ICE-GB was designed primarily as a resource for syntactic studies. Every text unit ('sentence') in ICE-GB has been syntactically parsed at function and category level, and each unit is presented in the form of a syntactic tree. ICE-GB contains 83,394 parse trees, including 59,640 in the spoken part of the corpus. The trees in the corpus represent an invaluable resource for studies of the syntax of contemporary British English.

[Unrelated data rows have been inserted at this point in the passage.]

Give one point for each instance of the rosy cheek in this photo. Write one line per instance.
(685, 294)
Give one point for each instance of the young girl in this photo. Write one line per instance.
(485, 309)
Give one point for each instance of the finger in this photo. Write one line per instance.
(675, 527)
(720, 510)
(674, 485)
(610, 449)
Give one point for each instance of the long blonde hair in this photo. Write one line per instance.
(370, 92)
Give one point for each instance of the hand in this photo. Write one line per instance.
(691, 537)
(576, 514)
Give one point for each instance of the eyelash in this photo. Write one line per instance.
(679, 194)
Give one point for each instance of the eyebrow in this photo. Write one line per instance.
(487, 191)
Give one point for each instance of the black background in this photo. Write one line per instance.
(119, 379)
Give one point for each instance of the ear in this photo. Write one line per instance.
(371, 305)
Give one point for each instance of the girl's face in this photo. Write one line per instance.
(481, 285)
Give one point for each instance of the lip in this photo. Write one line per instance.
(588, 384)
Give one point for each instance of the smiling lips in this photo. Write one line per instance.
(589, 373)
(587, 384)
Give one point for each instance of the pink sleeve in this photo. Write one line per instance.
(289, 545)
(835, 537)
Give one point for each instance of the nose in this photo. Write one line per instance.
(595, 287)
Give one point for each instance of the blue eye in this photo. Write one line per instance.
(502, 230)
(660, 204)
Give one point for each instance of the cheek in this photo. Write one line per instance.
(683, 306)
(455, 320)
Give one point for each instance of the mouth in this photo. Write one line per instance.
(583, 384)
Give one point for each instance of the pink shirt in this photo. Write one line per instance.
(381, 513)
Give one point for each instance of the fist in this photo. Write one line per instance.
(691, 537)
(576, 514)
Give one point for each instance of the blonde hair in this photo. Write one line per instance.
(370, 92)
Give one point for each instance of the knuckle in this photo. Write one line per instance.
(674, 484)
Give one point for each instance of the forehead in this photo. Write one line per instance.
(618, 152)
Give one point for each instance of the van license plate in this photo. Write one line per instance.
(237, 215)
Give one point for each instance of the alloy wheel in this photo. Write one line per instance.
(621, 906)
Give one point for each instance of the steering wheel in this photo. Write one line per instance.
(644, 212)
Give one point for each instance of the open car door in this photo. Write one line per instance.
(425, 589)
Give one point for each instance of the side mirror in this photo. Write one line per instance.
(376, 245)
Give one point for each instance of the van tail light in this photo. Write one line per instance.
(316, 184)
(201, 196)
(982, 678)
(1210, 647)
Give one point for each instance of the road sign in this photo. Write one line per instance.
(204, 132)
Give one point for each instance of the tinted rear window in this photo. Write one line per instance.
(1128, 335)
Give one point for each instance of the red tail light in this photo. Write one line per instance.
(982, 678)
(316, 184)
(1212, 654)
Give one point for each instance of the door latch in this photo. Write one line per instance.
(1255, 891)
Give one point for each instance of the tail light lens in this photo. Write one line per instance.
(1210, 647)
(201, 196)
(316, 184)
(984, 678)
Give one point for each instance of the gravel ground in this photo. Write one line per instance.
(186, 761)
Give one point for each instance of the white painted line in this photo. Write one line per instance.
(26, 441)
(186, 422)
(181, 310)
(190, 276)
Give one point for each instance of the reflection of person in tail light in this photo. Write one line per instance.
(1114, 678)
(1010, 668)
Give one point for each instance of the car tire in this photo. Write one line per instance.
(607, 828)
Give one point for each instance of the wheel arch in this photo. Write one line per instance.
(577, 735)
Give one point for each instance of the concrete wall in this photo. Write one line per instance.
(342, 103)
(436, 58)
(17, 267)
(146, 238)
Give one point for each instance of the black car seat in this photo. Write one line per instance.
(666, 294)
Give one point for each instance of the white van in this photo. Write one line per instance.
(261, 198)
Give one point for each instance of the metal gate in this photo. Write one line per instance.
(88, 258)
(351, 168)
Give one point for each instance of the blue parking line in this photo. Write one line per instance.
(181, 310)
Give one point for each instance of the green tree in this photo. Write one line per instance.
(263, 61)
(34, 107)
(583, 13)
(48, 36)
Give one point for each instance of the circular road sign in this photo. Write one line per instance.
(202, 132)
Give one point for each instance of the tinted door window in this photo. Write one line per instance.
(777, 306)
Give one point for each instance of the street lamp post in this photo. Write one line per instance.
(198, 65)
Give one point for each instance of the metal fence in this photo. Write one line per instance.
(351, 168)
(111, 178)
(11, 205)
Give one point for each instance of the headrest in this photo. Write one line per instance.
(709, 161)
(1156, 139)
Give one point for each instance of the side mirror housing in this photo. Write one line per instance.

Table 2. ICE Corpus Design.

Spoken Texts (300)

Dialogues (180) Private (100) face-to-face conversations (90)
phonecalls (10)
Public (80) classroom lessons (20)
broadcast discussions (20)
broadcast interviews (10)
parliamentary debates (10)
legal cross-examinations (10)
business transactions (10)
Monologues (100)  Unscripted (70) spontaneous commentaries (20)
unscripted speeches (30)
demonstrations (10)
legal presentations (10)
Scripted (30) broadcast talks (20)
non-broadcast speeches (10)
Mixed (20)  broadcast news (20)

Written Texts (200)

Non-printed (50) Non-professional writing (20) untimed student essays (10)
student examination scripts (10)
Correspondence (30) social letters (15)
business letters (15)
Printed (150) Academic writing (40) humanities (10)
social sciences (10)
natural sciences (10)
technology (10)
Non-academic writing (40) humanities (10)
social sciences (10)
natural sciences (10)
technology (10)
Reportage (20) press news reports (20)
Instructional writing (20) administrative/regulatory (10)
skills/hobbies (10)
Persuasive writing (10) press editorials (10)
Creative writing (20) novels/stories (20)

The texts in ICE-GB date from 1990 to 1993 inclusive. This means that the printed texts were originally published, and the spoken texts originally recorded, during this period. The corpus does not include reprints, second or later editions, or transcripts of repeat broadcasts. For handwritten material, such as letters and essays, these dates refer to the date of composition.

All authors and speakers are British. This means that they were born in Great Britain, that is, England, Scotland, or Wales. In a small number of cases, we have relaxed this criterion to include those who were born elsewhere, but moved to Britain at an early age.